The company’s projection as a modern premium brand has meant specific initiatives in aspects such as manufacturing and customer experience. For instance, to enhance production efficiency and quality of product, the company has installed 560 fourth generation robots on the factory floor to reduce carbon footprint by 12 per cent. According to the company, this would help in creating products for domestic and global markets. The company is also focusing on employees and vendors to improve efficiency in manufacturing. For instance, under one programme, employees are invited to share innovative ideas about “smart manufacturing process” for cost saving.
The company says it has yielded benefit in terms of less lead time, high enquiry tracking, better accessibility, providing unique experience to customers and serving them in a targeted manner.
“We are in a process to improve our connect with millennials in India with a strong social media presence. We are the only company which has also started online booking last year,” says Anand, adding that it helps the prospective buyer to choose the car and dealership online.
For the average car buyer, Anand says, time is divided between home, office and car. “We are not only looking at the product but the entire relationship with the car. We want to make this third space exciting for customers.”

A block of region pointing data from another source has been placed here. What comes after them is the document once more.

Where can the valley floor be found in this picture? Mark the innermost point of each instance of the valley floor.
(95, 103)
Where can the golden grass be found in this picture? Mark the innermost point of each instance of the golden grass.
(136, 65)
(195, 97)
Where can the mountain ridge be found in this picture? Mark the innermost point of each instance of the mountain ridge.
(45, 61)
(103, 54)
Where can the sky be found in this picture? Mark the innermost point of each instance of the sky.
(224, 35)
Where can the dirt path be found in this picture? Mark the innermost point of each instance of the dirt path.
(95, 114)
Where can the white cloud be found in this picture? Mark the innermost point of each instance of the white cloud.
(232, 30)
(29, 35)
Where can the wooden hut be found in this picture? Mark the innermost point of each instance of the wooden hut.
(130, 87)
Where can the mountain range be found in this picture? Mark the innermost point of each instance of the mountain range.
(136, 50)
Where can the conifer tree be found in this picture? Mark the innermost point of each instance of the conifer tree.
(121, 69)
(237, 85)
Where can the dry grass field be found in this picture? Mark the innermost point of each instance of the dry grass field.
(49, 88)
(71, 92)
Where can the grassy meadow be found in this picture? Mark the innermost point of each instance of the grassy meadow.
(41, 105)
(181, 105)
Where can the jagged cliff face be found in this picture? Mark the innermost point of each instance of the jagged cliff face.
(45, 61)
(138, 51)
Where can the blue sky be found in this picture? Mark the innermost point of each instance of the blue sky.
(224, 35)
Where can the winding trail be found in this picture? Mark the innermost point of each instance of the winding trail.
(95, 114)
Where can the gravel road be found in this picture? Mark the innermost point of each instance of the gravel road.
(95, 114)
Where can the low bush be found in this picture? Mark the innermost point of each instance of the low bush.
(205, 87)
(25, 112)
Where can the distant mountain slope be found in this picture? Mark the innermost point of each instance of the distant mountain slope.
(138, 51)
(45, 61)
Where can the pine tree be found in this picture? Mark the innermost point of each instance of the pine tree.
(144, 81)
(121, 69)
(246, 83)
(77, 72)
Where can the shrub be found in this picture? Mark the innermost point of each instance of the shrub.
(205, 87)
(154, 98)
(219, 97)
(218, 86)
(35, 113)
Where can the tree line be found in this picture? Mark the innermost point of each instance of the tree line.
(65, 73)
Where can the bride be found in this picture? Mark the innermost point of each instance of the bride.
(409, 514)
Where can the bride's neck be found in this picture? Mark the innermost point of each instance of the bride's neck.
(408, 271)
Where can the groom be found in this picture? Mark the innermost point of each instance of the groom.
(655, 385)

With the economy maturing, the company sees a changing consumer behaviour in India that is marked by a growing preference towards SUVs from smaller cars. With 25 per cent sales coming from SUVs last year aided by brands like Creta, HMIL plans to add models to the segment even as it banks on the likes of Elantra and Verna to keep up the excitement in compact cars.
“We are value seekers, and in India the price-value equation is unique. The average ticket size is probably the lowest in the world, but to win the race quality can’t be compromised,” says Anand.

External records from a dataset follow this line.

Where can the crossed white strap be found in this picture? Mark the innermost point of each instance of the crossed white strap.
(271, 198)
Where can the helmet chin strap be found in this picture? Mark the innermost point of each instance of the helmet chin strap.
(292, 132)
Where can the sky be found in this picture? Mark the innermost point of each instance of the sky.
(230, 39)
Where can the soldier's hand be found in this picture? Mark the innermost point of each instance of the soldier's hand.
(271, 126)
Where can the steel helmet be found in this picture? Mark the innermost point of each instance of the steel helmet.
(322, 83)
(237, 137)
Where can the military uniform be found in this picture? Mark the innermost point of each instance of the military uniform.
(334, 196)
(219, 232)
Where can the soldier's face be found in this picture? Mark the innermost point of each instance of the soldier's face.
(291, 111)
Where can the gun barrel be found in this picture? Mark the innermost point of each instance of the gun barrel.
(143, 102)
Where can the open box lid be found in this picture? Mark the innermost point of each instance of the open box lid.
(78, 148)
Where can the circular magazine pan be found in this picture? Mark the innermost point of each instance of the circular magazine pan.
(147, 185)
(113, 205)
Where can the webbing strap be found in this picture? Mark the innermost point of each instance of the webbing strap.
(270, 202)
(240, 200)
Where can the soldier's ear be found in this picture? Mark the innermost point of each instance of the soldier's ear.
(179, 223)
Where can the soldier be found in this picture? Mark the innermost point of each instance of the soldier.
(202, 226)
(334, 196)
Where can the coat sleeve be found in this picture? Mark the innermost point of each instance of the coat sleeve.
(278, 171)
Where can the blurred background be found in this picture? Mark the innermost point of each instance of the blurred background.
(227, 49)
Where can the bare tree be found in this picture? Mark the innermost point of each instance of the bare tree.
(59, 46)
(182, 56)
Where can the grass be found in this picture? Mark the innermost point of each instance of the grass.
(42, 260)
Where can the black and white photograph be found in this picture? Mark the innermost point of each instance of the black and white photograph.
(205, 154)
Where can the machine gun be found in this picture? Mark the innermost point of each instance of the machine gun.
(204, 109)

Car sales in India clocked over 3.2 million units in 2017, with the domestic market reporting a growth of 8.85 per cent. In the passenger vehicle segment, SUVs attracted highest growth. HMIL recorded domestic sales of 5.27 lakh units with a growth of 5.4 per cent, while its contribution to Hyundai Motor Company grew to 15 per cent, as compared to 13.6 per cent in 2016.
While Maruti Suzuki retains a lion’s share as the market leader (49.6 per cent) in the Indian passenger vehicle space, HMIL comes second with 12.33 per cent share, according to Siam figures for 2017.

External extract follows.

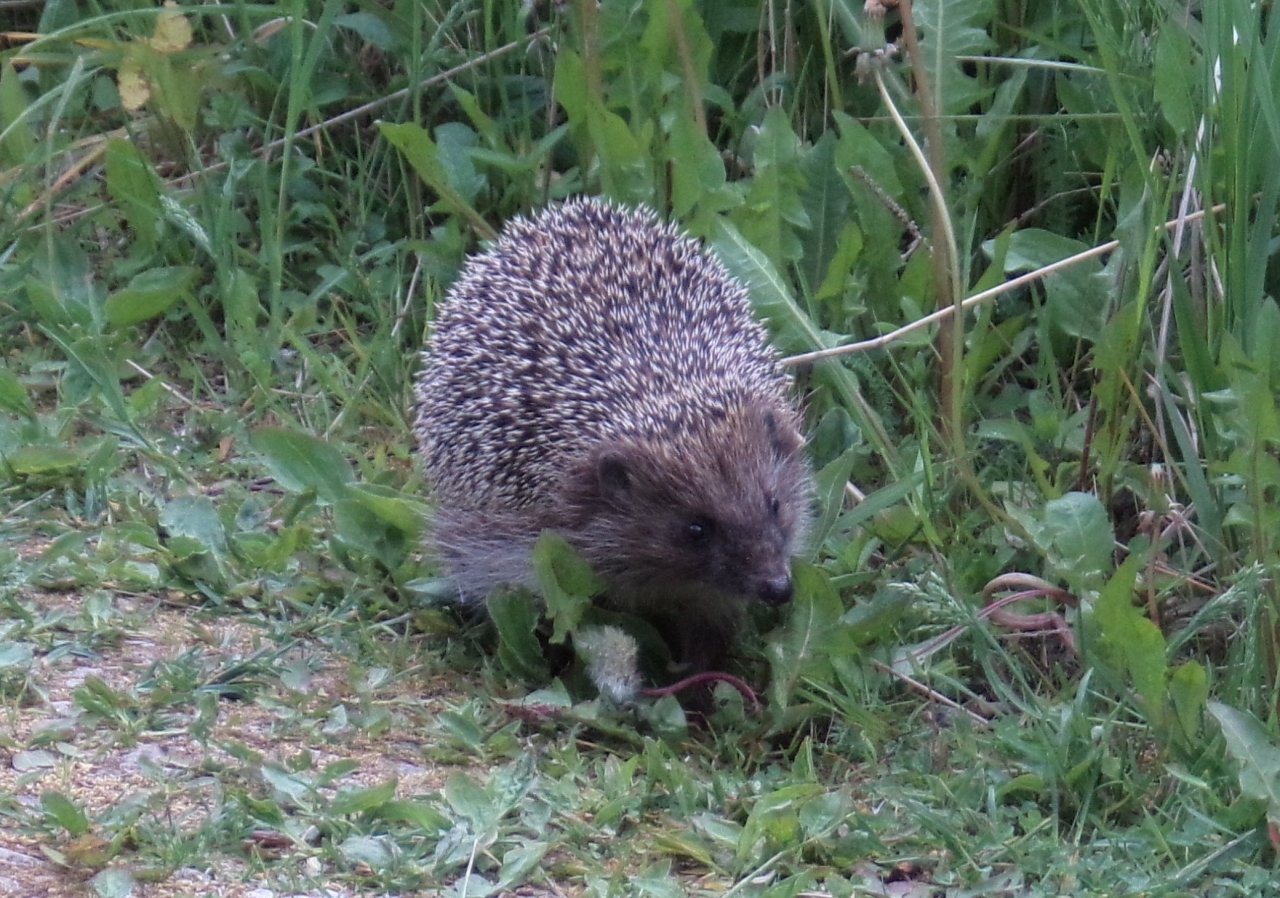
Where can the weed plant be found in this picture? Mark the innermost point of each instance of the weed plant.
(1022, 259)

To stress the company’s modern premium positioning, Anand says HMIL is also focusing on electric vehicles by building capability for mass production.
Saurabh Jain, associate vice-president, research (equity), SMC Global Securities, points out that with Kia Motors—a sister concern of Hyundai which is set to launch in India next year—the latter is positioning itself as a more premium player with plans to relaunch brands like Santro. Jain agrees that both Maruti and HMIL are mass market companies. But while Maruti scores high in terms of affordability, after sales maintenance and second-hand market, Hyundai provides greater driving pleasure albeit with higher after sales costs. “The comfort of Hyundai cars is superior, so there is no harm in taking it up a notch for acceptance. Maruti opened Nexa, which created premium ceilings that did not cater to the mass. But Hyundai intends to give a premium appeal to every buyer through marketing initiatives.”